Omar has overcome a lot to get to this point. His family moved from Somalia to the United States when he was 8 in hopes of finding more resources and opportunities for a student with disabilities. “He learned a whole new language, new customs, new requirements at school as he had not been in school previously, and a whole new life,” Pittman says.
He also has had two bouts with Bell’s Palsy. “Through it all, Omar continues to smile and be excited everyday,” Pittman says.
Project SEARCH is just the kind of program Omar’s family came to America to pursue.
His father, Abdiaziz Warsame, says they learned about the program from Omar’s teacher at Athens Drive High. “We wanted Omar to learn life skills and get training outside of the school,” his father says. “We want him to be prepared to work. Omar has to be busy. He wants to keep learning new skills and not just stay at home.”
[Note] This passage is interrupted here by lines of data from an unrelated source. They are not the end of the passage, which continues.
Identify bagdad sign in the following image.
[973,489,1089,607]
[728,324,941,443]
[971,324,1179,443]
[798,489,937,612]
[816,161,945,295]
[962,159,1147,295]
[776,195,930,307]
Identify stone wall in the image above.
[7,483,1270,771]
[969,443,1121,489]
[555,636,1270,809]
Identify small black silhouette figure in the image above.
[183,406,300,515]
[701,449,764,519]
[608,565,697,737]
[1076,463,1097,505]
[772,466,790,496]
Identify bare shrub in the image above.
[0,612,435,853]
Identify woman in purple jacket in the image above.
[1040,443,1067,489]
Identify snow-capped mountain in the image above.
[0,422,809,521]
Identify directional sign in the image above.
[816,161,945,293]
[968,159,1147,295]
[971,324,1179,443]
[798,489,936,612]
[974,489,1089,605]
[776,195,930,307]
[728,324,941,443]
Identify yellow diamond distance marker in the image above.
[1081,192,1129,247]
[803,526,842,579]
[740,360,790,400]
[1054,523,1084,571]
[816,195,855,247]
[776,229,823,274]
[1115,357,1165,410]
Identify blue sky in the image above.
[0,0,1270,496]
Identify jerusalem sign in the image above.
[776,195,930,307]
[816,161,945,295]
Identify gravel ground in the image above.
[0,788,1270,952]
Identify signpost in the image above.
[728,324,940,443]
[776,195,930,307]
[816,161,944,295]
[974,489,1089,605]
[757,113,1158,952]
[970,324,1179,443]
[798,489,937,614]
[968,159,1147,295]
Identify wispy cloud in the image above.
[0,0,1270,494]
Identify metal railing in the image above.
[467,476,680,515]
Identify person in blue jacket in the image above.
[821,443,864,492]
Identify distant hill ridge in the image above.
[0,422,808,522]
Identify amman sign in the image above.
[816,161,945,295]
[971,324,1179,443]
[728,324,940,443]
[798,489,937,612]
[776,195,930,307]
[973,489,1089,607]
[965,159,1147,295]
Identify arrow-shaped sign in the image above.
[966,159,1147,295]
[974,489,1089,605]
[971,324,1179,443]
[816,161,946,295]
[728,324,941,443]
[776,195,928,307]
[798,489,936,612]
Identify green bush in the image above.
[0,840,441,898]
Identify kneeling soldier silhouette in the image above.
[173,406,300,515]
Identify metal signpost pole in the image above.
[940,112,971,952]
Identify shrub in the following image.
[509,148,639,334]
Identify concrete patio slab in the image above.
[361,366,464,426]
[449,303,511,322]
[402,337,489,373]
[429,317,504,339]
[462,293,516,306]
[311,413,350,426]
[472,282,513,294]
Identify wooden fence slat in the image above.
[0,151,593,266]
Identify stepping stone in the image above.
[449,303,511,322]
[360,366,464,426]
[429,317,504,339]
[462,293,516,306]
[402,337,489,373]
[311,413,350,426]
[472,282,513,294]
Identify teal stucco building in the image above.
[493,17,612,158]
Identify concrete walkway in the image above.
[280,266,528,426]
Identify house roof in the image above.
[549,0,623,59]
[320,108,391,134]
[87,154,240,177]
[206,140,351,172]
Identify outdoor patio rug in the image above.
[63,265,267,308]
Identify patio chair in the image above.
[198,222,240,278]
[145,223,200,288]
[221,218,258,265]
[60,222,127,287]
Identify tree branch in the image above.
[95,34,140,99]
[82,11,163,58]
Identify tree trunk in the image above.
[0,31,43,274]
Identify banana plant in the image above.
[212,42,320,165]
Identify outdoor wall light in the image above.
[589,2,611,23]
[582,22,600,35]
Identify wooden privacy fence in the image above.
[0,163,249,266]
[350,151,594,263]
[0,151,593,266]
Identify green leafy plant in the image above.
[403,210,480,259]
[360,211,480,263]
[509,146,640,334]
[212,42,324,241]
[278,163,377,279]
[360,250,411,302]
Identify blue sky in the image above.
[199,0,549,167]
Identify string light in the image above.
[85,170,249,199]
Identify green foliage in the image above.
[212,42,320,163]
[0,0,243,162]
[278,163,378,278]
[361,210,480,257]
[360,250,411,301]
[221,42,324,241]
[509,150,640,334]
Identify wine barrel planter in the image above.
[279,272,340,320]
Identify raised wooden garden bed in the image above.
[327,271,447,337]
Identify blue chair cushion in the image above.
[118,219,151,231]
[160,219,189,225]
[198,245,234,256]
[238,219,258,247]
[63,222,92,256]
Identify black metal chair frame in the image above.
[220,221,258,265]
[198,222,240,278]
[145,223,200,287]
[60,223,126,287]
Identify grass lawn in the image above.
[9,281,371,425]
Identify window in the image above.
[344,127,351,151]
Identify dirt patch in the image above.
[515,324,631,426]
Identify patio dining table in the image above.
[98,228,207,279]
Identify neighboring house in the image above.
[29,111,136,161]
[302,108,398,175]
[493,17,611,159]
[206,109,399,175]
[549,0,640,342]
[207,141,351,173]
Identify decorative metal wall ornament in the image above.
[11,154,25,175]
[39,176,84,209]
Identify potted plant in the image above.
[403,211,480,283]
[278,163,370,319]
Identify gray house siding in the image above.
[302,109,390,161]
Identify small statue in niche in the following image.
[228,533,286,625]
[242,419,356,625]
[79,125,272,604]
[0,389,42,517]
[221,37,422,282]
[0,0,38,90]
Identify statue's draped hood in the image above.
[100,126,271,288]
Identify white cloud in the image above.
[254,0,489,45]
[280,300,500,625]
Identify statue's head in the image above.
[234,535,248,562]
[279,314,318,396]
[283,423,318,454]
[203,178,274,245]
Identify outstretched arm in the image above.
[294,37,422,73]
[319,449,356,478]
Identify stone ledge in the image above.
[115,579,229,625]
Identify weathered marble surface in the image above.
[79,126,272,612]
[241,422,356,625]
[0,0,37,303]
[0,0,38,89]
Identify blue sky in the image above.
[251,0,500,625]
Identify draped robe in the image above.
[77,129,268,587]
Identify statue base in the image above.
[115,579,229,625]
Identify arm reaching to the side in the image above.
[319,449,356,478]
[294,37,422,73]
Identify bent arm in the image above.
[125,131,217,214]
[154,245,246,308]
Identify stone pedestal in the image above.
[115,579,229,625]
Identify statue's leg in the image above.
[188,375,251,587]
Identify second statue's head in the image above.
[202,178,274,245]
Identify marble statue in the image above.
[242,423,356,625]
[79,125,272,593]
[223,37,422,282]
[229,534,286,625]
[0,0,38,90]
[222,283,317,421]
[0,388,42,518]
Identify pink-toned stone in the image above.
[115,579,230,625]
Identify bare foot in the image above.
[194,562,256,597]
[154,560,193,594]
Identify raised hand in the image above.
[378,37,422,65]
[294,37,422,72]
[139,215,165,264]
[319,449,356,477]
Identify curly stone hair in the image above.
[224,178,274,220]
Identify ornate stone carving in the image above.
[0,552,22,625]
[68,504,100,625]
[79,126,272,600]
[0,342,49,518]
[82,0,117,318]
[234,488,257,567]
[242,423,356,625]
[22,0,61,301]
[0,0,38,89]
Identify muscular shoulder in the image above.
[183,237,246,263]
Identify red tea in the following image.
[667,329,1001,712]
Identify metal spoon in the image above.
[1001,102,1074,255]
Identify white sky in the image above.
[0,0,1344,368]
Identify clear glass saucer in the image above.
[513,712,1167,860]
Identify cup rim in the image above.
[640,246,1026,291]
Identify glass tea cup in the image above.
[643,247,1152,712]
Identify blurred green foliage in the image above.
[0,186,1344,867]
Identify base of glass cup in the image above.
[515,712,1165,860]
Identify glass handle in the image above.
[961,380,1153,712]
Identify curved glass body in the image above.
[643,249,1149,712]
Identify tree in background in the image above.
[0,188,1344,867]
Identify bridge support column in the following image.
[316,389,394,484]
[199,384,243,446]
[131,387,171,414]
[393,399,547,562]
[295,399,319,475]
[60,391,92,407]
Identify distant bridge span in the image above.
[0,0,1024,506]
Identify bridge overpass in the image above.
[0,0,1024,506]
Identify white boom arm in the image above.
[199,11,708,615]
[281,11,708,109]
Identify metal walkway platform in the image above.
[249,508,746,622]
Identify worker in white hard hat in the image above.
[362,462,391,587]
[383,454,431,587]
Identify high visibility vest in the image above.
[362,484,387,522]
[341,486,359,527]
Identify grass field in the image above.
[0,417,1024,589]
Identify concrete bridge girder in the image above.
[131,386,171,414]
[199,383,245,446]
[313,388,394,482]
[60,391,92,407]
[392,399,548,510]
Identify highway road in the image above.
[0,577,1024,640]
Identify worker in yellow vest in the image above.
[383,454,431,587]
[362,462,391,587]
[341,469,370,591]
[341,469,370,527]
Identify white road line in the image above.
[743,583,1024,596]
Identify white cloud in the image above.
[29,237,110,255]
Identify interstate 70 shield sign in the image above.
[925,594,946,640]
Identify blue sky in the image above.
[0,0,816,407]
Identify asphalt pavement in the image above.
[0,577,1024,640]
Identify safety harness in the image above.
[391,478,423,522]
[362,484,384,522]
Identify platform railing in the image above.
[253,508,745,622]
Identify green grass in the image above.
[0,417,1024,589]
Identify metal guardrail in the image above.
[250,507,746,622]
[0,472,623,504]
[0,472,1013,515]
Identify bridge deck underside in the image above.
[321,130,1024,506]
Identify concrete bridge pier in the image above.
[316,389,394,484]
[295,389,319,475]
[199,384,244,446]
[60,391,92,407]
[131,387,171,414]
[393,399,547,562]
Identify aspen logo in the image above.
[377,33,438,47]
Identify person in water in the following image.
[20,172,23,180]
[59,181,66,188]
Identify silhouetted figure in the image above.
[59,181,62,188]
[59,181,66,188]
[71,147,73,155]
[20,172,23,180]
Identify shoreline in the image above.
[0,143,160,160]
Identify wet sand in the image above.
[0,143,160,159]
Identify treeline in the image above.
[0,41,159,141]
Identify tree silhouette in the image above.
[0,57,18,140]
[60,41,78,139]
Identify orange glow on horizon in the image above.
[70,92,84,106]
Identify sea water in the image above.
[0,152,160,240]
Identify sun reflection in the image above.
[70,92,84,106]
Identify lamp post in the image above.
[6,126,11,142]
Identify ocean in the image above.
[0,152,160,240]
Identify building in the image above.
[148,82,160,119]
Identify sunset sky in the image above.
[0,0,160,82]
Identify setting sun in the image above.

One key work skill Omar has learned from Project SEARCH is how to effectively communicate with co-workers. He uses gestures and body language, as well as texts and photos on his phone. And Pittman says many of Omar’s co-workers have also learned some American Sign Language so they can communicate with him.
“Omar is an absolute pleasure to work with,” says Embassy Suites Executive Chef Matt Thompson. “He has a versatile skill set and is very thorough, along with his infectious smile and positive attitude.”
After graduation, Omar hopes to find similar supported employment, and he may take a class at Wake Tech to continue to hone his skills in the kitchen. “Omar is living proof that you can overcome a lot with hard work and a great attitude,” Pittman says. “I’m excited to see what the future holds for him.”